Every CMS out there promises simplicity, but most end up buried under layers of abstraction, plugin dependencies, and configuration headaches. oCMS was born from a different idea: what if a content management system was just a single binary you could drop onto any server and run?
Why Another CMS?
After years of working with heavyweight content platforms — wrestling with PHP dependency managers, debugging opaque template engines, and waiting for page builds to complete — I wanted something radically simpler. Something that compiles to a single executable, starts in milliseconds, and serves pages without needing a separate database server, cache layer, or runtime environment.
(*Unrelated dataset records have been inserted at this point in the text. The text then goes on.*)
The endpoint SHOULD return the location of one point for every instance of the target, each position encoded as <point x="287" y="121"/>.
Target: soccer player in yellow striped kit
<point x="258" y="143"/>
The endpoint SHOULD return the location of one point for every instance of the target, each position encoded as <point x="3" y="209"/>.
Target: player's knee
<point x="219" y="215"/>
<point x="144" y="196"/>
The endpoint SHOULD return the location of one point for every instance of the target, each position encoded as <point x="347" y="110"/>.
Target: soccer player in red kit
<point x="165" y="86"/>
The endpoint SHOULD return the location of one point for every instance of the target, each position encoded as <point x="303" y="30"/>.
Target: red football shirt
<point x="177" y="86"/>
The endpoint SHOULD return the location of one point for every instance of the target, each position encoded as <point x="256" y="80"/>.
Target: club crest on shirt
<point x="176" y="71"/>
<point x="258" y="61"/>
That's oCMS. A CMS written in Go, powered by SQLite, and designed to get out of your way.
The Stack
oCMS is built on a deliberately minimal stack:
- Go — a compiled language with excellent standard library support for HTTP, templating, and concurrency. No runtime required on the server.
- SQLite — an embedded database that lives as a single file alongside the binary. No separate database server to manage, back up, or secure.
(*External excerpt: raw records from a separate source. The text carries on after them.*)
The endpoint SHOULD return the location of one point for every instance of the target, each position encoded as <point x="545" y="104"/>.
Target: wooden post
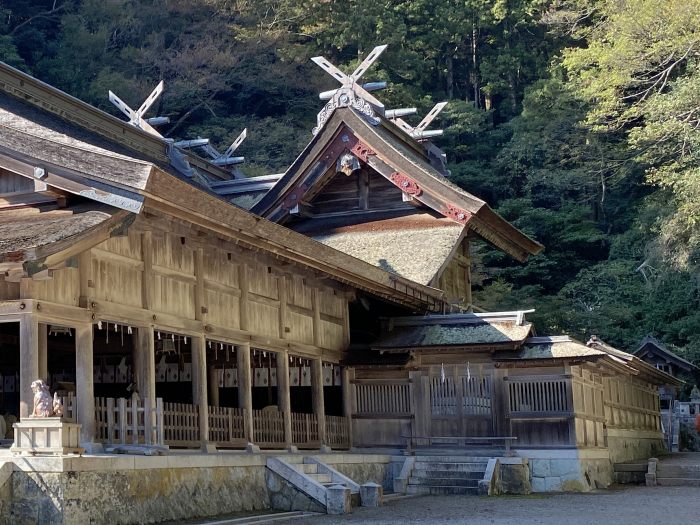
<point x="43" y="352"/>
<point x="213" y="386"/>
<point x="28" y="362"/>
<point x="84" y="386"/>
<point x="346" y="376"/>
<point x="317" y="396"/>
<point x="245" y="393"/>
<point x="199" y="387"/>
<point x="145" y="372"/>
<point x="284" y="400"/>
- Custom HTML theming engine — themes are plain HTML templates with a clean data contract. No proprietary template syntax to learn.
- TinyMCE editor — a familiar, battle-tested rich text editor in the admin panel.
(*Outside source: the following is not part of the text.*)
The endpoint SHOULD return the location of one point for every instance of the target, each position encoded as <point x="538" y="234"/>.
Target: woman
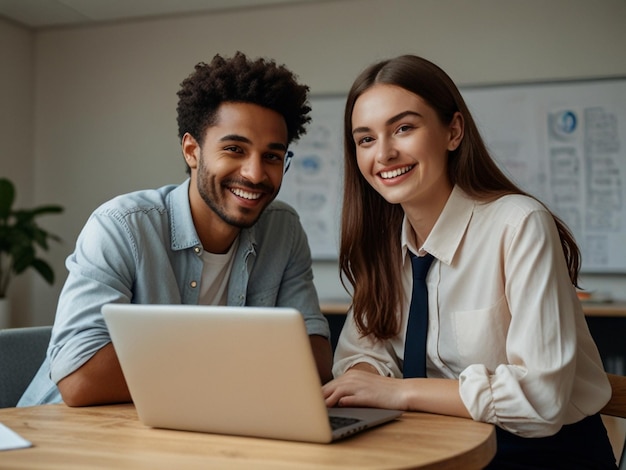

The result is a CMS that deploys as a single binary plus a SQLite file. That's the entire production stack.
What Makes It Different
Zero external dependencies at runtime. No PHP, no Node.js, no Redis, no PostgreSQL cluster. Copy the binary to a server, point it at a port, and it serves your site.
Site instances. oCMS separates the core engine from site-specific configuration. The core lives in one repository; each site is a thin wrapper with its own theme, .env, and deployment config. Multiple sites can share the same core without forking it.
Theming that respects HTML. Themes are directories of HTML files, CSS, and JavaScript — structured around a simple JSON manifest. If you know HTML, you can build a theme. No compilation step, no build tools required for the theme itself.
Built-in essentials. Categories, tags, menus, media management, SEO settings, URL aliases, redirects, form builder, webhooks, scheduled publishing, multilingual support, an event log — all included without plugins.
Who Is This For?
oCMS is for developers who want full control without the overhead. If you've ever deployed a CMS and thought "this is way too much machinery for what I need," oCMS is the answer. It's particularly well-suited for:
- Personal blogs and portfolio sites
- Small business websites
- Documentation sites
- Any project where you want a proper admin panel without enterprise-grade complexity
Try It Yourself
Curious what oCMS looks and feels like? A public demo instance is available at ocms-demo.fly.dev — including full access to the Admin dashboard. Poke around, create pages, explore the theme settings. No signup required.
What's Next
This site — ocms.tech — is itself running on oCMS. It's the first public instance, and it will serve as the project's home: documentation, release notes, and a living example of what the CMS can do.